The Dunedin-based 27-year old has accepted an invitation to contest the event, which is a round of this year's World Rally Championship, for the Subaru Rally Team Japan, as team mate to current Japanese champion Noriyuki Katsuka.
"The team is run by current world production class champion Toshi Arai, and in recent years he has made a point of running a second car on Rally Japan for an overseas driver," Gilmour explains. "Top Australians Cody Crocker and Dean Herridge have both taken up the offer in the past, and this year I am delighted to do the same."
Gilmour, co-driven by her regular partner Glenn Macneall, will drive a current-model Production Class Impreza STI on the rally. However, in part to enable her tune the car's handling set-up to her preferences, she will run the car with the suspension and gearbox from her Vantage Team New Zealand rally championship rally car.
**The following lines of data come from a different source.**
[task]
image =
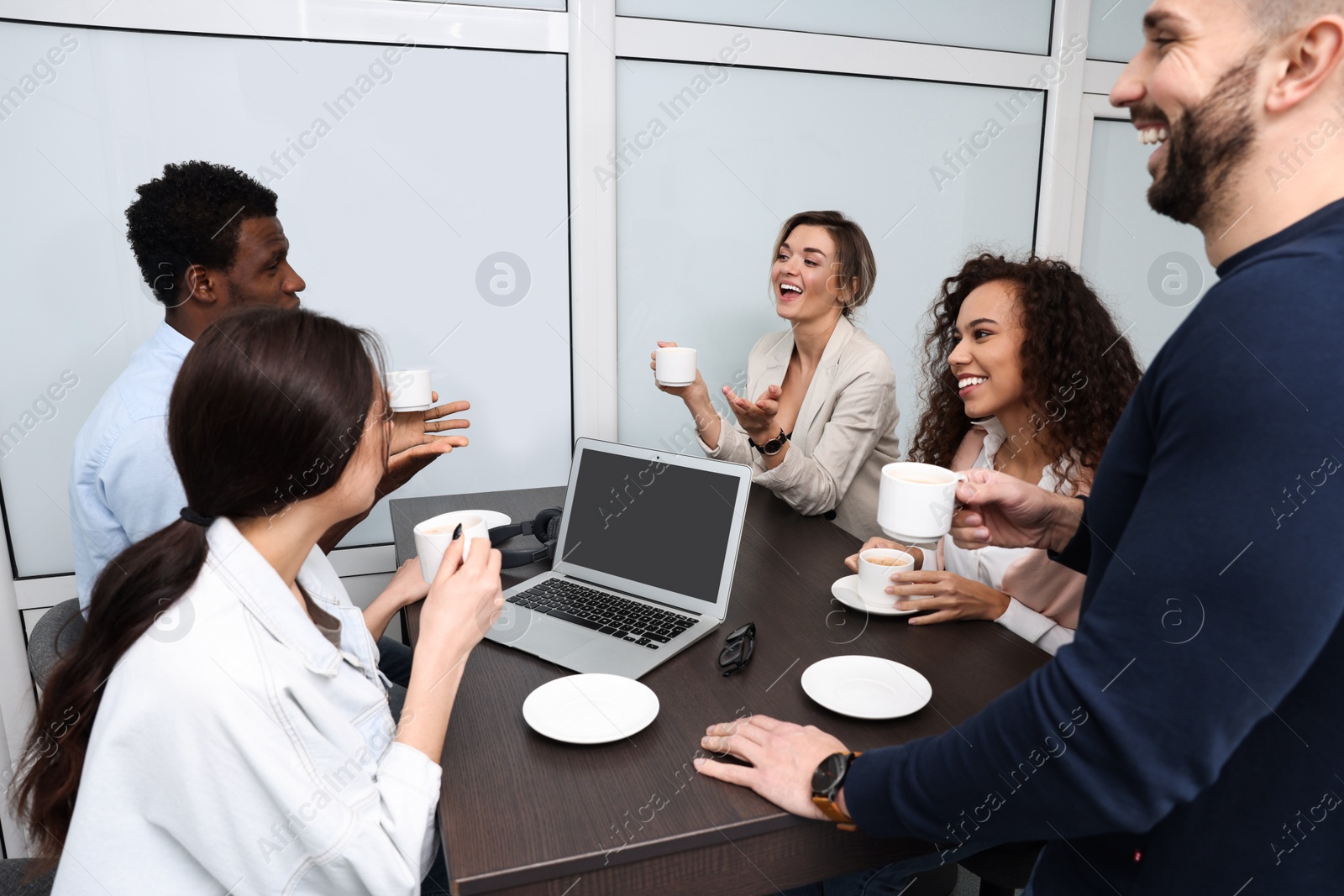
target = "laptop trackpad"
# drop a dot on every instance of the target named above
(551, 640)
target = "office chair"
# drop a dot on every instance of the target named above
(1003, 869)
(11, 879)
(58, 631)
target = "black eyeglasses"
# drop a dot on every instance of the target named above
(737, 652)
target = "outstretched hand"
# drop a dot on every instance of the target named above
(1005, 512)
(757, 418)
(417, 441)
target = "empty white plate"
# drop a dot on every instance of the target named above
(866, 687)
(591, 708)
(847, 591)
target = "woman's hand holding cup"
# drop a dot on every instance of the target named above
(464, 600)
(853, 560)
(687, 385)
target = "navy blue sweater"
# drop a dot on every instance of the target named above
(1191, 739)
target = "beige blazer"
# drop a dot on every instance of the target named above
(844, 434)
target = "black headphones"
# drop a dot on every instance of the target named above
(546, 527)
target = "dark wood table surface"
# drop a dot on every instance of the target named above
(528, 815)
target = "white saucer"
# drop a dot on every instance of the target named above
(591, 708)
(867, 687)
(847, 591)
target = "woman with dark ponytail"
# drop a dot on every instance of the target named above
(249, 748)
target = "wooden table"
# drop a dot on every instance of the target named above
(526, 815)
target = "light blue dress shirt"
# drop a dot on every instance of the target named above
(124, 484)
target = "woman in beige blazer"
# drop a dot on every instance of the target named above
(824, 422)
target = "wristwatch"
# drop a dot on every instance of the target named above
(827, 782)
(774, 445)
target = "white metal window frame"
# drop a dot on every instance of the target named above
(1095, 107)
(593, 38)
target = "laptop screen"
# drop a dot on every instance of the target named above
(649, 521)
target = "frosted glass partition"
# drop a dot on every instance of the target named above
(385, 226)
(1021, 26)
(1116, 29)
(699, 207)
(1149, 269)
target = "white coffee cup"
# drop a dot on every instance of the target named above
(874, 578)
(916, 501)
(674, 365)
(436, 533)
(410, 390)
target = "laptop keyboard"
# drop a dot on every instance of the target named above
(602, 611)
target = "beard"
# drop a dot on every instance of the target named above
(1205, 148)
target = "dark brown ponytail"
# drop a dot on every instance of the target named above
(266, 411)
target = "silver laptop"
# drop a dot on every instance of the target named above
(643, 566)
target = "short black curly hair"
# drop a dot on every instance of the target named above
(192, 217)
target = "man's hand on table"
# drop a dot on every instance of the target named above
(1005, 512)
(783, 758)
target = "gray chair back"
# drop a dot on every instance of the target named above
(13, 872)
(58, 631)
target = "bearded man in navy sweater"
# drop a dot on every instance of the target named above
(1207, 759)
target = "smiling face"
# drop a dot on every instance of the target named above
(1191, 90)
(804, 275)
(987, 358)
(356, 492)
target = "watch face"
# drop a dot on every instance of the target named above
(827, 774)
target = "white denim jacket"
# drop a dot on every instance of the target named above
(239, 752)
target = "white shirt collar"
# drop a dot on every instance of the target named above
(261, 590)
(171, 340)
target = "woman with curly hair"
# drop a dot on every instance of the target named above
(1026, 374)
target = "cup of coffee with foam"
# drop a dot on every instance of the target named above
(875, 570)
(674, 365)
(436, 533)
(410, 390)
(916, 501)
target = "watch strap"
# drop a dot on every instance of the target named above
(780, 441)
(826, 801)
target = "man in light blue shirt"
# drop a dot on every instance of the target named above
(207, 242)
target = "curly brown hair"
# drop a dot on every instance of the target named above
(1072, 345)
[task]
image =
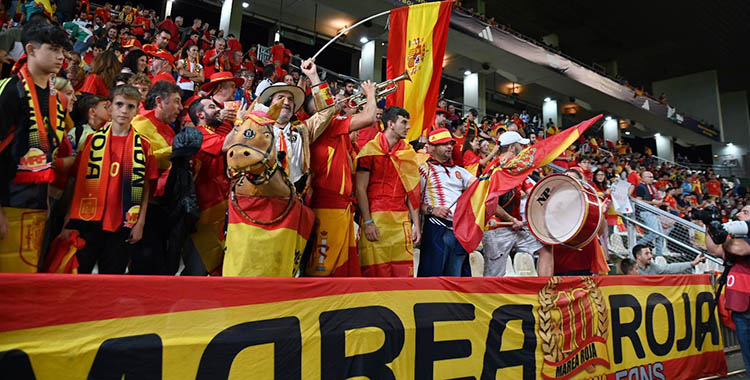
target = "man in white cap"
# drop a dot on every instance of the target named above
(293, 138)
(505, 230)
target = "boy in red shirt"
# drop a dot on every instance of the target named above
(110, 199)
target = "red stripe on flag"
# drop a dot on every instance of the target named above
(396, 64)
(439, 38)
(36, 300)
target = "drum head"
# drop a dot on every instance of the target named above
(556, 209)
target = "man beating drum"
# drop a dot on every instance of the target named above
(505, 229)
(588, 259)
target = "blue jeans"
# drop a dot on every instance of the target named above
(652, 221)
(441, 254)
(742, 322)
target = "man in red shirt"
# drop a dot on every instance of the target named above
(713, 186)
(161, 62)
(217, 59)
(277, 53)
(368, 133)
(164, 105)
(221, 88)
(233, 43)
(211, 189)
(117, 163)
(335, 250)
(174, 33)
(388, 198)
(104, 12)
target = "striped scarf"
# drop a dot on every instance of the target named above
(93, 176)
(36, 164)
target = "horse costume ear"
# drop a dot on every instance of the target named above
(275, 110)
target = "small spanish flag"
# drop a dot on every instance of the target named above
(416, 44)
(479, 201)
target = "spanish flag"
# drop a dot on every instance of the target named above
(255, 248)
(479, 201)
(416, 44)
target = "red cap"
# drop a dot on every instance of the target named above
(163, 54)
(221, 76)
(440, 136)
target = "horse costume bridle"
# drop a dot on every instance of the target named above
(239, 175)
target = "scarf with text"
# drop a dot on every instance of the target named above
(93, 176)
(45, 134)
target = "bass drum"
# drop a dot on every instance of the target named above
(561, 210)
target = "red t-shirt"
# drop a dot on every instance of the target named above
(713, 187)
(458, 155)
(104, 14)
(234, 45)
(277, 53)
(331, 165)
(139, 30)
(112, 217)
(174, 32)
(165, 76)
(385, 190)
(94, 85)
(211, 183)
(569, 259)
(368, 133)
(280, 73)
(211, 68)
(634, 178)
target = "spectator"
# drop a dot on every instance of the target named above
(135, 62)
(102, 77)
(643, 258)
(117, 221)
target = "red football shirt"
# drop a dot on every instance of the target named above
(112, 217)
(331, 165)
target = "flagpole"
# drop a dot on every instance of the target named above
(350, 28)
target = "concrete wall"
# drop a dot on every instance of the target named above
(664, 147)
(695, 94)
(736, 118)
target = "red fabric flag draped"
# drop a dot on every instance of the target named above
(479, 201)
(416, 43)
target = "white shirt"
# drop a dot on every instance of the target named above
(442, 186)
(294, 152)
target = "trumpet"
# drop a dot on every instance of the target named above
(382, 90)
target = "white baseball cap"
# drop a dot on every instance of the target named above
(512, 137)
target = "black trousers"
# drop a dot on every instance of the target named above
(108, 249)
(149, 254)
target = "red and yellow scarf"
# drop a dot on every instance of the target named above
(404, 159)
(36, 165)
(93, 176)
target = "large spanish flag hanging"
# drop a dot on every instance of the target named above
(479, 201)
(416, 43)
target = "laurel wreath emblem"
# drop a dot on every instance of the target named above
(551, 330)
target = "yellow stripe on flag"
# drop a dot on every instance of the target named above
(419, 33)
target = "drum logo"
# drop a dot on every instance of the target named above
(543, 196)
(573, 328)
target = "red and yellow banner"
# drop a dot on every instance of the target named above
(479, 202)
(416, 44)
(615, 327)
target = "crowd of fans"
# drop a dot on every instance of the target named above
(120, 128)
(186, 76)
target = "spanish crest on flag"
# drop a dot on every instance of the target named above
(475, 206)
(417, 39)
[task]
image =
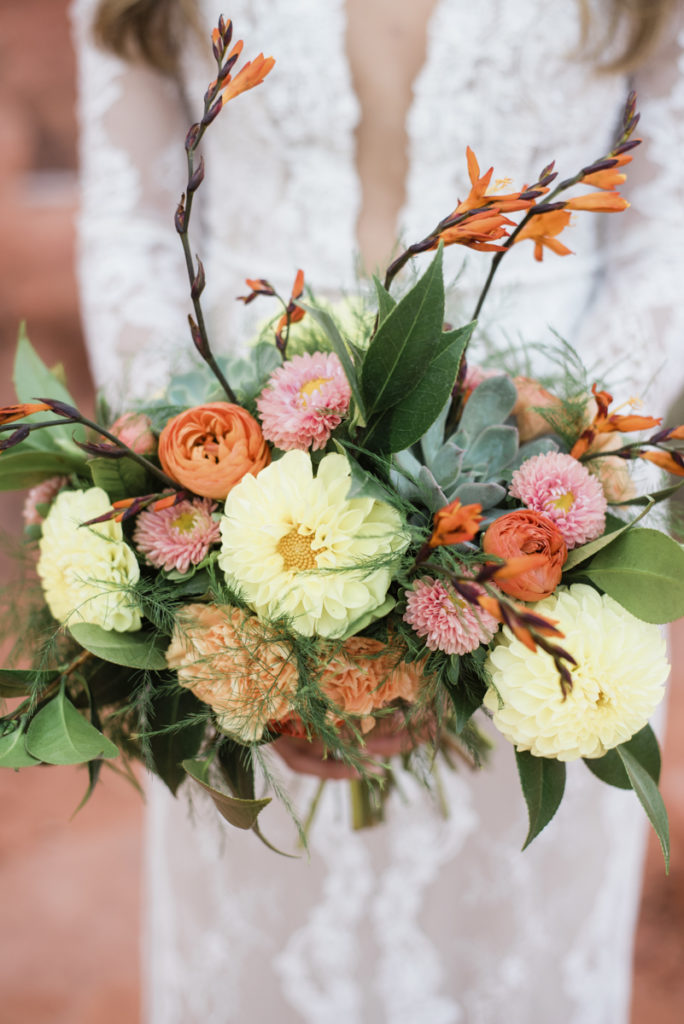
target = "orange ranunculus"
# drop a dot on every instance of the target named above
(531, 396)
(210, 448)
(10, 413)
(543, 228)
(455, 523)
(525, 532)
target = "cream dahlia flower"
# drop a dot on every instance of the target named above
(296, 546)
(616, 683)
(86, 571)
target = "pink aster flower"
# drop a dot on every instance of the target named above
(178, 537)
(447, 623)
(42, 494)
(303, 401)
(559, 486)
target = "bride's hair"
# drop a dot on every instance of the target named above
(151, 30)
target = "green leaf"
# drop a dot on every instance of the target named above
(134, 650)
(59, 735)
(385, 301)
(405, 343)
(119, 477)
(402, 425)
(643, 745)
(580, 555)
(171, 747)
(241, 813)
(20, 682)
(340, 348)
(643, 569)
(26, 468)
(33, 381)
(649, 797)
(543, 781)
(12, 751)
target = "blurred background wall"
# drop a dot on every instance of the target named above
(70, 889)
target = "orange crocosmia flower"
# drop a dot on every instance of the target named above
(665, 460)
(11, 413)
(543, 228)
(251, 74)
(602, 202)
(456, 523)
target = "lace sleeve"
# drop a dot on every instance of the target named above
(637, 317)
(134, 293)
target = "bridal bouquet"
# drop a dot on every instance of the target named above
(349, 542)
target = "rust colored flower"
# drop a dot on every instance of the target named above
(525, 532)
(602, 202)
(673, 462)
(532, 397)
(10, 413)
(543, 228)
(250, 75)
(455, 523)
(210, 448)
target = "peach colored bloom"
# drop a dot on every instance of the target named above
(211, 448)
(531, 396)
(232, 663)
(134, 429)
(366, 675)
(525, 532)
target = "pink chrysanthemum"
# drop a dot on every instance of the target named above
(559, 486)
(178, 537)
(447, 623)
(42, 494)
(303, 401)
"It is the right decision in terms of setting up the car, but having to freight some of my own parts over has added to the cost," she says. "Luckily Dunedin Custom Brokers have come on board to assist with some of those costs, which contributes to making it all possible."
While Gilmour has never contested Japan's world championship event before, she has rallied in Japan previously.
"Actually, my first ever rally as a driver outside of New Zealand was a rally in Japan," she says. "It was a tarmac event, though, whereas Rally Japan is a gravel event, held mainly in forests on the country's northern island of Hokkaido."
"I hear the conditions are quite similar to New Zealand, but with roads that are a little narrower than we are used to. I will be running down the order with the leading Japanese national drivers, so the road conditions are also likely to be a little rough."
"I am really looking forward to the challenge of this event, which will be the fourth World Championship rally I have contested outside of New Zealand,' she says.
"Once again I will be looking to measure myself against the best production class drivers there, which is something I never got to do on Rally NZ this year. Rally Japan is a round of the production class section of the world championship this year, and so the international section of the Production Class field will be a pretty classy one: I also know that the best of the Japanese drivers go like crazy on their own round of the world series."
"I am also approaching this as an exciting and fun way to round off what has been a pretty tough season for Glenn and me."
Gilmour leaves for Rally Japan on 19 October, and the event itself runs from 25-28 October.